Monday, September 15, 2014

Job season round-up

Since the MLA's Job Information List went live last week--and since I apparently have nothing new or interesting to say just now--I thought I'd collect in one handy location my musings and bits of advice from years past:

Why you should stop freaking out already about whether a particular job has an inside candidate.

How to be competitive for a "middle-class job"--that is, the kind of place that values teaching and research about equally. (Somewhat related: ways of parsing the differences among institutions, beyond looking at teaching load.)

What not to sweat about the conference interview.

A peek (or two, or three) into how the job search feels to those inside a hiring department or committee.

And just for fun: why the job list still fascinates and unsettles me, every damn year, whether I'm applying or not.

*

Looking through the posts I've tagged as "The Academic Job Market," I see they provide less concrete advice than I'd thought. Other bloggers have covered a lot of this ground before (last year, Notorious Ph.D. wrote a series of posts about the component parts of the job search, and the year before, Bardiac did the same)--but if there are any topics my readership would like to see me tackle, leave a note in the comments and I'll see what I can do.

Good luck out there, kids. We're pulling for you.


2 comments:

random grad student said...

I'd be very interested to hear your take on the humanities postdoc--its place, how to get one, how search committees at different institutions view them when you're applying to a tenure-track job.

Among my friend on the market, there seems to be some serious divisions: a lot of people (those, like myself, who apply to everything), are going for them, but a bunch of people (often for family/relationship reasons), have decided not to apply. They'd rather adjunct for a few years while on the job market, to prevent moving a few times. I'm on the other side of the fence: I'd love to spend a year or two in some new and fascinating cities.

It looks to me like the kinds of postdocs out there break down very loosely into three types: the (often Mellon-funded) themed or teaching postdoc that's available at a variety of different institutions; the rare "Society of Fellows" bird, usually at an Ivy League, and, even more rarely, the UK JRF, which I used to assume only went to Brits until a friend got one last year.
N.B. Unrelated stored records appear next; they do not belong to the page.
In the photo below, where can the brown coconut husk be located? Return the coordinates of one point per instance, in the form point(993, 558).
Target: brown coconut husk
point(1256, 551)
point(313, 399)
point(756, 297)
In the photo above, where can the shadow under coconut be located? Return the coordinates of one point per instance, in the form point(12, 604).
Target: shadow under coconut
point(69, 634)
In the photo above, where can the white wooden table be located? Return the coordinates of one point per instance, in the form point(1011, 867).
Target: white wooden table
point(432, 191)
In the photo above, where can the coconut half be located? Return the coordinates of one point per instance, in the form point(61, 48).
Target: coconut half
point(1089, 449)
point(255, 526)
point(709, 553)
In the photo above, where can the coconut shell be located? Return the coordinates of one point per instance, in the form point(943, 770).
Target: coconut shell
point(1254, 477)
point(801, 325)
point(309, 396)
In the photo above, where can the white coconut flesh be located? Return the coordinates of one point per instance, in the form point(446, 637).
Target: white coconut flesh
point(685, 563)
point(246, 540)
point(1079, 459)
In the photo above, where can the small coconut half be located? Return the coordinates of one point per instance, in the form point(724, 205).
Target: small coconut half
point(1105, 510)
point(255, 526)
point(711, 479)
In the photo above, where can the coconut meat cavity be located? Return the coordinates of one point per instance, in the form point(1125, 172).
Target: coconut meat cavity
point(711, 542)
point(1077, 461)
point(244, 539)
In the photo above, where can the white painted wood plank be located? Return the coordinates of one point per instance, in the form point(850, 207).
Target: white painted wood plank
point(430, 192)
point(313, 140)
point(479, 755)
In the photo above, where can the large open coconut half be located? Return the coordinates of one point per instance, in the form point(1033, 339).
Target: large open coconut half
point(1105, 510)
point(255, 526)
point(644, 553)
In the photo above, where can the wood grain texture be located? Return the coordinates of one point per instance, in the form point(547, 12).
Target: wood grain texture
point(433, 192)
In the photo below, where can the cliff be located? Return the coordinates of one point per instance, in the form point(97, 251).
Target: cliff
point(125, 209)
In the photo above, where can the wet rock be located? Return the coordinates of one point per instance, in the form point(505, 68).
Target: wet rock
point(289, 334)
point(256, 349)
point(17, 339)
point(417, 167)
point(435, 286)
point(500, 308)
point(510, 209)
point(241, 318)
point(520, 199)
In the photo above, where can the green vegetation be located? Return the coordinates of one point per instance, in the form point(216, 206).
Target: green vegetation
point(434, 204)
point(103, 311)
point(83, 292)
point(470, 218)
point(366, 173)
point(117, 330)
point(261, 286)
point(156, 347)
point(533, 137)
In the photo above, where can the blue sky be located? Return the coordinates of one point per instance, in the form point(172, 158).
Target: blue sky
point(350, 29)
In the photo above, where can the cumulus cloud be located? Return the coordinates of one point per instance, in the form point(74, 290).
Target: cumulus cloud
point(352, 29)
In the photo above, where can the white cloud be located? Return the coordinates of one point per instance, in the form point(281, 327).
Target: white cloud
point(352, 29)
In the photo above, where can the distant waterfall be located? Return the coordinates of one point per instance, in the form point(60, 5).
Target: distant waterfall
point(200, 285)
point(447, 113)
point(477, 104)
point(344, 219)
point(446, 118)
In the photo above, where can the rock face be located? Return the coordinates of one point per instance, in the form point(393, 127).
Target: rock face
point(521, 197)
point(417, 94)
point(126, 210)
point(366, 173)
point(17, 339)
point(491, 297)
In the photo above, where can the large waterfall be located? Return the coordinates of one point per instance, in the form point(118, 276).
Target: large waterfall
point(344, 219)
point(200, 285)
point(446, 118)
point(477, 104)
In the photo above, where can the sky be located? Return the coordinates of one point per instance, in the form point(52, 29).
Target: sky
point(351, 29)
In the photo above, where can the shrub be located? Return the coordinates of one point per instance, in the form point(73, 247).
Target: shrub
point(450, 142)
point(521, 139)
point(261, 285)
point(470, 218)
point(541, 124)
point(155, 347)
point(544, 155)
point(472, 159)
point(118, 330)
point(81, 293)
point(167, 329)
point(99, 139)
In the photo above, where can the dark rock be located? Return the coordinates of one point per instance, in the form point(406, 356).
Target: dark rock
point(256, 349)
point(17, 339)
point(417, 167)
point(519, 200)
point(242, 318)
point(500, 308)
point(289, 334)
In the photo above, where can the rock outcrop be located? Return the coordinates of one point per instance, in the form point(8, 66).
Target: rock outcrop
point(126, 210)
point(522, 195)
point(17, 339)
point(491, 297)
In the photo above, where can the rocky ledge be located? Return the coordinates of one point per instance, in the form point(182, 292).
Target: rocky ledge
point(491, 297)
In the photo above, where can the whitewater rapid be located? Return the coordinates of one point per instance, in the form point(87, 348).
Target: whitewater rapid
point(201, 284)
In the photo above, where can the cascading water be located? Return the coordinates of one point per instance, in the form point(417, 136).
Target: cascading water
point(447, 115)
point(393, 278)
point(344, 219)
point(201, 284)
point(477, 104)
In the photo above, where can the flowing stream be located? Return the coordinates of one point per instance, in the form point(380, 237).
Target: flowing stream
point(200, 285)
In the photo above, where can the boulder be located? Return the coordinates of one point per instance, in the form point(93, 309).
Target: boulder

Any insight you have on how to be competitive for these, and how search committees think about them, would be helpful!

Flavia said...

RGS:

Ooh, that's a good one--and something that I admit I haven't thought about in a long time (though that won't stop me from giving advice!). I'll tackle this issue soon, with what little I do know and what I've seen, and see whether my readers can't pitch in more knowledgeably. Thanks!